MS-CLR is a self-supervised framework that learns structure-invariant representations by contrasting pose sequences across multiple skeleton conventions extracted from the same video. It is built on top of a unified ST-GCN backbone that supports heterogeneous joint topologies via zero-padding and format-specific adjacency matrices.
During training, skeletons such as Kinectv2, SMPL-X, or Berkeley MHAD are treated as distinct views of the same action. These are passed through the encoder and contrasted using a multi-format InfoNCE loss, aligning features across structural variations like joint count, connectivity, and anatomical detail.
After pretraining, a linear classifier is trained on frozen representations to assess performance. Optionally, skeleton-specific classifiers are trained and ensembled to further improve accuracy by leveraging complementary structural cues.
Figure: MS-CLR contrasts pose embeddings from multiple skeleton formats—extracted from the same RGB sequence—using a unified ST-GCN encoder, encouraging structure-invariant representation learning.
Contrastive learning has gained significant attention in skeleton-based action recognition for its ability to learn robust representations from unlabeled data. However, existing methods rely on a single skeleton convention, which limits their ability to generalize across datasets with diverse joint structures and anatomical coverage. We propose Multi-Skeleton Contrastive Learning (MS-CLR), a general self-supervised framework that aligns pose representations across multiple skeleton conventions extracted from the same sequence. This encourages the model to learn structural invariances and capture diverse anatomical cues, resulting in more expressive and generalizable features. To support this, we adapt the ST-GCN architecture to handle skeletons with varying joint layouts and scales through a unified representation scheme. Experiments on the NTU RGB+D 60 and 120 datasets demonstrate that MS-CLR consistently improves performance over strong single-skeleton contrastive learning baselines. A multi-skeleton ensemble further boosts performance, setting new state-of-the-art results on both datasets.
MS-CLR achieves state-of-the-art performance on NTU RGB+D 60 under both cross-subject and cross-view protocols.
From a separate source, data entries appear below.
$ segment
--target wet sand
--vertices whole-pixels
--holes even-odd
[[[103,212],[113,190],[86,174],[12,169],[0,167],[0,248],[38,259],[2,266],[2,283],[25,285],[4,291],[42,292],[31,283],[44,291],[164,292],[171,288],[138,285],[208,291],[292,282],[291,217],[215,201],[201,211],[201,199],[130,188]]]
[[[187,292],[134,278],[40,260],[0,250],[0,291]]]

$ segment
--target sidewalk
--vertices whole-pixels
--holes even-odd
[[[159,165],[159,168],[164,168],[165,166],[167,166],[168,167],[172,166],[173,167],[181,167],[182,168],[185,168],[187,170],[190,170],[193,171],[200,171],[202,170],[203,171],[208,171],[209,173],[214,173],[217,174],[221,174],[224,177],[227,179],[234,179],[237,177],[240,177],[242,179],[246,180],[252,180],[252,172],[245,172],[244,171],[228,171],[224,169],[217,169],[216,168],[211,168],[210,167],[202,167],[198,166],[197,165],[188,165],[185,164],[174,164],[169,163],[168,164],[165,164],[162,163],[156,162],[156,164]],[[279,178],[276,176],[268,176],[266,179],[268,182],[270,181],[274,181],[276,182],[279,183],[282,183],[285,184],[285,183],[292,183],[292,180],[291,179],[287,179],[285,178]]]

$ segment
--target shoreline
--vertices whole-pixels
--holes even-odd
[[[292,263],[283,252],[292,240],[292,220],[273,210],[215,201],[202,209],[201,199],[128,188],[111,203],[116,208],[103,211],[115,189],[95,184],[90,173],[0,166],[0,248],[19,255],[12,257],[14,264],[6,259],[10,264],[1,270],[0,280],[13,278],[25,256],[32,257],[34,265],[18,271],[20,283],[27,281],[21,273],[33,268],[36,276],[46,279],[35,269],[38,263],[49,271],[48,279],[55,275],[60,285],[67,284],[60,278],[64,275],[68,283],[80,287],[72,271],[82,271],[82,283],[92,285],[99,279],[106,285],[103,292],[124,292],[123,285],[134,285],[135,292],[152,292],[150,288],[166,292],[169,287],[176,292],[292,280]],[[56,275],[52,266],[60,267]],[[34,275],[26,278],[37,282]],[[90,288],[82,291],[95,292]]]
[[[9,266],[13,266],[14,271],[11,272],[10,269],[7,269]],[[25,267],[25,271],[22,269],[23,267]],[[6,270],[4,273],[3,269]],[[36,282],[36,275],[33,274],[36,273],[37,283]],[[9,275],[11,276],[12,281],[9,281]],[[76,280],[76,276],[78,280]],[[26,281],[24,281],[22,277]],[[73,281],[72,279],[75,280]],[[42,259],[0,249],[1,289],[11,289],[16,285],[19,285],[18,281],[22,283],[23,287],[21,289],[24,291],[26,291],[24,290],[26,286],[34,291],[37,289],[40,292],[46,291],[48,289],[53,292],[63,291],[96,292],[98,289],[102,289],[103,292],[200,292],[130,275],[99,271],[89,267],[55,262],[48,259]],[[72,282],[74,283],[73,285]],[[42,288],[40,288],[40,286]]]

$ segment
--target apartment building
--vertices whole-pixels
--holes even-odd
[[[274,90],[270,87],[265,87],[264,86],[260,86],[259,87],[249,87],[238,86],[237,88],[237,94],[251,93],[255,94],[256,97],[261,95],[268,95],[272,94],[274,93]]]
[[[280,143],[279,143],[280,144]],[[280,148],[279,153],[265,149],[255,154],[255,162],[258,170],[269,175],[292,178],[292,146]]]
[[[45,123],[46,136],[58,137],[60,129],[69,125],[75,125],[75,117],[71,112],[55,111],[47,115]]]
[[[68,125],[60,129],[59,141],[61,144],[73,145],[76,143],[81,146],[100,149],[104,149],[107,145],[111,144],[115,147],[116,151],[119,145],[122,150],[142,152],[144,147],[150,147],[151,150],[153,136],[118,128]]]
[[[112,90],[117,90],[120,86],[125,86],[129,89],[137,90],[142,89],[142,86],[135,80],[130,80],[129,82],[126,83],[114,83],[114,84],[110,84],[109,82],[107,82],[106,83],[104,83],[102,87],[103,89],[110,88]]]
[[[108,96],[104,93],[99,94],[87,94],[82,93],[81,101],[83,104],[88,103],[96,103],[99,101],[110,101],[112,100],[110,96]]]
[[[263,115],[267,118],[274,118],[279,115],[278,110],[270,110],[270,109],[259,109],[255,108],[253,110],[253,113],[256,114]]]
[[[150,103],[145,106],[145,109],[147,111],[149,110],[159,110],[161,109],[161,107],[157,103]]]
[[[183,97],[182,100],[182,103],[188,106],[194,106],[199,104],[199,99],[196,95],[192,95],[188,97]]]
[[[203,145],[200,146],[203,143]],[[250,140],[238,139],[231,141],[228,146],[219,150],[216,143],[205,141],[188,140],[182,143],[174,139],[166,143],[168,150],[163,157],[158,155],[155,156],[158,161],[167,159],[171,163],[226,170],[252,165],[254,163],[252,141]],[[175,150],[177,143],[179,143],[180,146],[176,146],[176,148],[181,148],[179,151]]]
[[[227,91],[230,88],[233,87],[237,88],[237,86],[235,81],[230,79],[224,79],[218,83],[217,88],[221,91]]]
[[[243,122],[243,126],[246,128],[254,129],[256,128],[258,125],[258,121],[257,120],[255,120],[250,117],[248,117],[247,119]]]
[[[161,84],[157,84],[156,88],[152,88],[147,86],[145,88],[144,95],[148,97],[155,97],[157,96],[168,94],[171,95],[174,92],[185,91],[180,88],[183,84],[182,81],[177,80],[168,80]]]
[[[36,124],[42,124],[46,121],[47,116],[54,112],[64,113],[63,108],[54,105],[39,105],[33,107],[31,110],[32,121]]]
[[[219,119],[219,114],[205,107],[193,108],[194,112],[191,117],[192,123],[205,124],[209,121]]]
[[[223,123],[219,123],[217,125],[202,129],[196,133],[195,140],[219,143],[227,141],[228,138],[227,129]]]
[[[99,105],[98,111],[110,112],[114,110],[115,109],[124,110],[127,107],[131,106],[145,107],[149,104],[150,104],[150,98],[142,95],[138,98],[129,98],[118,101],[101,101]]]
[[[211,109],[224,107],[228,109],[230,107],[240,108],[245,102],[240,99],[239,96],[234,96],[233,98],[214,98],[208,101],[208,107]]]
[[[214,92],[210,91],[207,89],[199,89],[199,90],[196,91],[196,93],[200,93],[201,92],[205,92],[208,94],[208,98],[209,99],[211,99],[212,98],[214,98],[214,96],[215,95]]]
Model | X-Sub (%) | X-View (%) |
---|---|---|
MS-AimCLR (joint) | 76.1 | 83.0 |
MS-AimCLR (motion) | 73.1 | 80.4 |
MS-AimCLR (bone) | 76.1 | 82.2 |
3s-MS-AimCLR | 80.9 | 86.7 |
3s-MS-AimCLR (Ensemble) | 88.0 | 94.2 |
Evaluation follows the linear protocol on NTU RGB+D 60 under X-Sub and X-View splits. The ensemble version averages predictions across skeleton-specific classifiers.